Baru, an Ann Arbor native, moved to Chicago and worked for a marketing agency that had contracts with major restaurants, which is how he developed an interest in the business. He left Chicago for Cornell University in Ithaca, N.Y., where he got a degree in hospitality management.

He then worked for a summer in New York with Danny Meyer’s group, founder of the Manhattan restaurant company that owns Union Square Café, Blue Smoke, Gramercy Tavern, and several others.

“I got hooked on the whole operations end of it,” Baru says. What followed was a career in Philadelphia working for Morimoto, the upper-end Japanese-themed restaurant whose chef became one of the early Iron Chefs, of television fame. Baru also worked in Philadelphia for a group of seven restaurants — including Tinto, Amada, and Distrito — owned by a second Iron Chef, Jose Garces. “I’m one of the few general managers who can claim that I survived not one, but two Iron Chefs,” Baru says.

Eventually, he decided to return to Ann Arbor.

“I came back here from a background where quality and hospitality were taught,” he says. “The hospitality piece is the most important for me.
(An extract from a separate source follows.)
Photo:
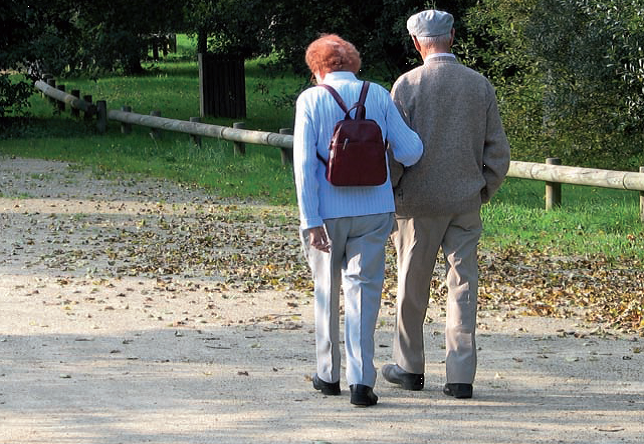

From the food standpoint, it wasn’t complete until I secured the chef from Philadelphia and we were able to come up with the menu.”

Chef Brendan McCall’s menu at Mani Osteria is a blend of modern, eclectic Italian and some plain old run-of-the mill dishes prepared with inventive deviations. Among the first courses, the pork belly and the chicken-liver pâté are standouts.

By itself, pork belly is not the most appetizing thing to look at in its raw form. Many people who ate it while growing up on farms dislike the consistency. But in the hands of McCall, what you get is a small, delectable, and pleasingly compressed roasted bacon-like block that’s finished in the wood oven — the fat basically extracted — and served with an apricot “marmelatta.”

I’m not usually a fan of chicken-liver mousse or wurst. Here, however, it has the addition of pistachios and garlic and a touch of coriander, all strained three times by McCall so that it comes to the table lovely, smooth, and light — a must.

Other recommended first courses include an order of black olives that arrive warm and scented with orange peel and rosemary. Ceci beans and lentils in sweet tomato relish are served in small latch-top Mason jars. There are also the old-standby orders common everywhere these days: raw salmon and beef carpaccios, dishes of calamari (in a spicy tomato broth with aioli and mint), octopus (charred and served with celery and arugula), and an “arancini” (fried risotto croquettes with prosciutto and tomato-based romesco sauce).

Left: Pizza dough being shaped. Right: All pizzas are wood-fired and are served on large San Marzano tomato cans.

The pizzas, of which there are 12 choices, range from the utterly simple margherita (San Marzano tomatoes and basil) to the more densely populated version with meatballs, ricotta, mint, and pickled chiles. The best, in my opinion, is the simple A2, with asparagus, white anchovies, and a runny poached egg — simple and delicious. The pizza stands delivered to the tables are also inventive; they’re huge, colorful restaurant-size empty San Marzano tomato cans.

The pastas are not to be missed. My choices: the pappardella in a Bolognese sauce with basil, and the cannelloni with summer squash, ricotta, and tomato sauce.

Left: House-made pastas include Tagliatelle — carbonara, trumpet mushrooms, and pancetta. Right: Managing partner Adam Baru.

“I wanted a place where people want to come once or twice a week,” Baru says, “where the menu wasn’t expensive and … where families could come, where you could dine with kids comfortably and still have quality.”

That’s basically what you get. Mani Osteria is well worth a visit — on many levels.

341 E. Liberty, Ann Arbor; 734-769-6700, maniosteria.com. L & D Tue.-Sun.